Als das Klingeln durch das Innere des Hauses schallte, zuckte ich merklich zusammen und stolperte einen Schritt zurück. Dennoch wollte ich mir jetzt nicht die Blöße geben, diese wirklich dumme Aktion abzubrechen. Jetzt stand ich schonmal hier, dann würde ich es auch durchziehen. Einige Sekunden blieb es noch still, als sich mit einem Mal etwas an der Tür tat und diese schließlich schwungvoll aufgezogen wurde.
Sofort trafen meine Augen auf die meines besten Freundes, dessen Kinn aufklappte und der ziemlich erstaunt zu mir schaute. Ein paar Mal blinzelte er völlig perplex, bevor sich seine Augenbrauen jedoch finster zusammenzogen und er seine Lippen zu einer schmalen Linie zusammenpresste. Mein Herz zog sich bei diesem Anblick krampfhaft zusammen und ein Kloß bildetete sich in meinem Hals. Doch als Hobi die Tür plötzlich mit einem Schlag zuwerfen wollte, erwachte ich aus meiner Starre und sprang mit einem Satz nach vorne. Gerade noch rechtzeitig, bevor das Holz zurück ins Schloss fiel, schob ich meinen Fuß zwischen Rahmen und Tür.
"B-bitte lass uns reden!", presste ich dann angespannt hervor und ignorierte den Schmerz, der sich nun durch mein Fußgewölbe zog. Danke auch Hobi, du Idiot! "Was willst du, Jungkook?", blaffte er mir dann scharf entgegen. "Meinst du nicht, dass du es überhaupt nicht wagen solltest hier nochmal aufzutauchen... nach allem, was ich für dich getan habe?" Ich hatte ja geahnt, dass er verletzt gewesen war, aber ihn nun hier vor mir zu sehen, mit Tränen in den Augen und bemüht festem Gesichtsausdruck, raubte mir beinahe den Verstand.
"Bitte, Hobi... ich kann mich erklären und ich denke, dass du zumindest eine Erklärung verdient hast. Ob du dann danach noch mein Freund sein willst, das liegt einzig und allein bei dir", versuchte ich es ein weiteres Mal und hoffte inständig, dass er einwilligen würde. Einen Moment herrschte eine angespannte Stille über unseren Köpfen, doch schließlich nickte er mir stumm zu und öffnete die Tür wieder, sodass ich eintreten konnte. "Dann musst du es den anderen aber auch erklären", bestimmte er und ich wusste genau, dass ich keinen Widerspruch erheben konnte. Wenn ich Hobis Vertrauen zurückgewinnen wollte, dann musste ich ihm beweisen, dass ich es ernst meinte.
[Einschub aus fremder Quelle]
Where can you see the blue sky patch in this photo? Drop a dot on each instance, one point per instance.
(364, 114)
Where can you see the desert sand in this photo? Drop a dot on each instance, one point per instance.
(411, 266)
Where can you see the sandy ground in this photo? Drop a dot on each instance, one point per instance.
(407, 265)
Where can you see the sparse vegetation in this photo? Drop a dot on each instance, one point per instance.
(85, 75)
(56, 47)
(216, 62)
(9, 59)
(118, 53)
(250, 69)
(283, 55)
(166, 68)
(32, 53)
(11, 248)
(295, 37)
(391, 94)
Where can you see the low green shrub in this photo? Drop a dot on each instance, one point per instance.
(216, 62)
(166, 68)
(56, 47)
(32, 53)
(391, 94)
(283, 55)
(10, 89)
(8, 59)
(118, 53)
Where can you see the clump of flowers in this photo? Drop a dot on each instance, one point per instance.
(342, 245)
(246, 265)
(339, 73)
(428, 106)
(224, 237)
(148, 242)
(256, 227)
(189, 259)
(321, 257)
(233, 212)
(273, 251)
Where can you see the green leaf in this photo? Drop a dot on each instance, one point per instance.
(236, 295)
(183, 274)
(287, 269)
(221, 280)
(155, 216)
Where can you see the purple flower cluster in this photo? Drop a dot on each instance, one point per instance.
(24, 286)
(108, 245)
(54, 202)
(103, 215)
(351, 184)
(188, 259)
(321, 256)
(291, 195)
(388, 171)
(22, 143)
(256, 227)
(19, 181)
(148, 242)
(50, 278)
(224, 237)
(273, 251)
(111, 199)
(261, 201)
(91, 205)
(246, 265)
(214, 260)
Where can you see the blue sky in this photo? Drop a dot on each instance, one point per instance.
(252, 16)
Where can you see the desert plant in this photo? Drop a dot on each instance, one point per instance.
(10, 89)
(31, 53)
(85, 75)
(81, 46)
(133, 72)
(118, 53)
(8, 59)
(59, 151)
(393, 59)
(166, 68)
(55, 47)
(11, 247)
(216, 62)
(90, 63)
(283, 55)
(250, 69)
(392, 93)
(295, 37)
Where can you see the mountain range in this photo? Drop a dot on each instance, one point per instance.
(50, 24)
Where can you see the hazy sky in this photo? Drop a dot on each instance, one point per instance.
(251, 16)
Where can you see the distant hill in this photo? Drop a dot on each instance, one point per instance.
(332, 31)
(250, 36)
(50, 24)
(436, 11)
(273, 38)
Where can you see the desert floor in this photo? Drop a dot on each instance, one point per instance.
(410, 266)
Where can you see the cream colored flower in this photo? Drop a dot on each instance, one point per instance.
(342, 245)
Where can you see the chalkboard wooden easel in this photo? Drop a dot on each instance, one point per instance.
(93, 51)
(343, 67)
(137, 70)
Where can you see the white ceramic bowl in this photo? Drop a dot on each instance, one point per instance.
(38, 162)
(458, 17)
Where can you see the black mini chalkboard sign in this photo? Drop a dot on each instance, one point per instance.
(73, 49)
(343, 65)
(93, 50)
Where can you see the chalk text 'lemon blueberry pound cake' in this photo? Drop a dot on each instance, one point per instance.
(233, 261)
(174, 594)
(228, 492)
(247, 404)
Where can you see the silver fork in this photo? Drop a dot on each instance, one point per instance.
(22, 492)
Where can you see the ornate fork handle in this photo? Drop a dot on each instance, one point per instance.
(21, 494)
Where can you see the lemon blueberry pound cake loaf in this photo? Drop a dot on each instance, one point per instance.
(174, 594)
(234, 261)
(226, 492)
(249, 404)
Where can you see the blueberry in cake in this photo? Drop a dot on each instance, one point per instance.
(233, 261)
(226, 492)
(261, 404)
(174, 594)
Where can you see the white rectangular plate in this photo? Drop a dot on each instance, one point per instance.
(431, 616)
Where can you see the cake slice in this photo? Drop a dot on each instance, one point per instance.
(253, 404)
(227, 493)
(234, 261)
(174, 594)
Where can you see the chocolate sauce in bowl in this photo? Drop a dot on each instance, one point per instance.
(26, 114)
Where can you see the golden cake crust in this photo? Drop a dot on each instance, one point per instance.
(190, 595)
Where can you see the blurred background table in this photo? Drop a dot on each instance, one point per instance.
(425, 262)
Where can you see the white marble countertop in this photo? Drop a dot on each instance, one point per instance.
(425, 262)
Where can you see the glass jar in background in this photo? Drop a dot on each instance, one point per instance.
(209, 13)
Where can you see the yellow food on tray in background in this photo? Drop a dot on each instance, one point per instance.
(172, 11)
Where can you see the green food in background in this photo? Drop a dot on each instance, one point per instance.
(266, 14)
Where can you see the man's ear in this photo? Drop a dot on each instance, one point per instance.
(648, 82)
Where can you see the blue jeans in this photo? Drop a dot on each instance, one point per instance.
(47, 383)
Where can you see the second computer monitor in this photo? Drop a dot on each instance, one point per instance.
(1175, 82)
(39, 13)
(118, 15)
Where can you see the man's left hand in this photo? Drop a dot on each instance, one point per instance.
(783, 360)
"Ist gut", nickte ich seine Aussage deshalb ab und folgte ihm still die Treppen herunter in den Keller. Dort angekommen fiel mein Blick durch die noch offene Tür gleich auf drei andere Personen. Tatsächlich hockten auf dem Sofa und dem Boden nicht nur Namjoon und Yoongi, sondern auch mein Bruder, der als er mich erkannte, über beide Ohre zu strahlen begann. Seine blauen Augen glitzerten stolz auf und brachten den verlorenen Mut zurück in meinen Körper, sodass ich mich ein Stück weit mehr aufrichtete und die Tür hinter mir schloss.
"Na dann... ich warte", durchbrach der Rothaarige schließlich die erdrückende Stille, wofür ich ihm sogar dankbar war, da ich nicht wusste, ob ich es mir nicht doch noch anders überlegt hätte, wenn wir uns noch weiter angeschwiegen hätten.
Und dann begann ich zu erzählen. Von dem Moment an, wo ich auf dem Weg zu Hoseok war und Taehyung das erste Mal auf dem Bürgersteig getroffen hatte. Ich erzählte davon, dass er mich als leblos betitelt hatte und mich dieser Satz fast in den Wahnsinn getrieben hatte. Ich versuchte ihnen klar zu machen, dass ich durch diesen komischen Sternen-Deal doch tatsächlich lernte Gefühle zu empfinden und Emotionen zu deuten und dass ich mich wahrscheinlich so sehr verändert hatte, dass sie mich deshalb kaum wieder erkannt haben. Und zu guter letzt nahm ich all meinen Mut zusammen und erklärte ihnen, dass ich Taehyung an dem Tag im Park, an diesem unendlich doofen Tag, durch mein Gespräch mit dem Rothaarigen zutiefst verletzt hatte. Ich versuchte ihnen zu verdeutlichen, dass ich da noch völlig überfordert mit meinen Gefühlen und vor allem den Gefühlen gegenüber Taehyung gewesen war.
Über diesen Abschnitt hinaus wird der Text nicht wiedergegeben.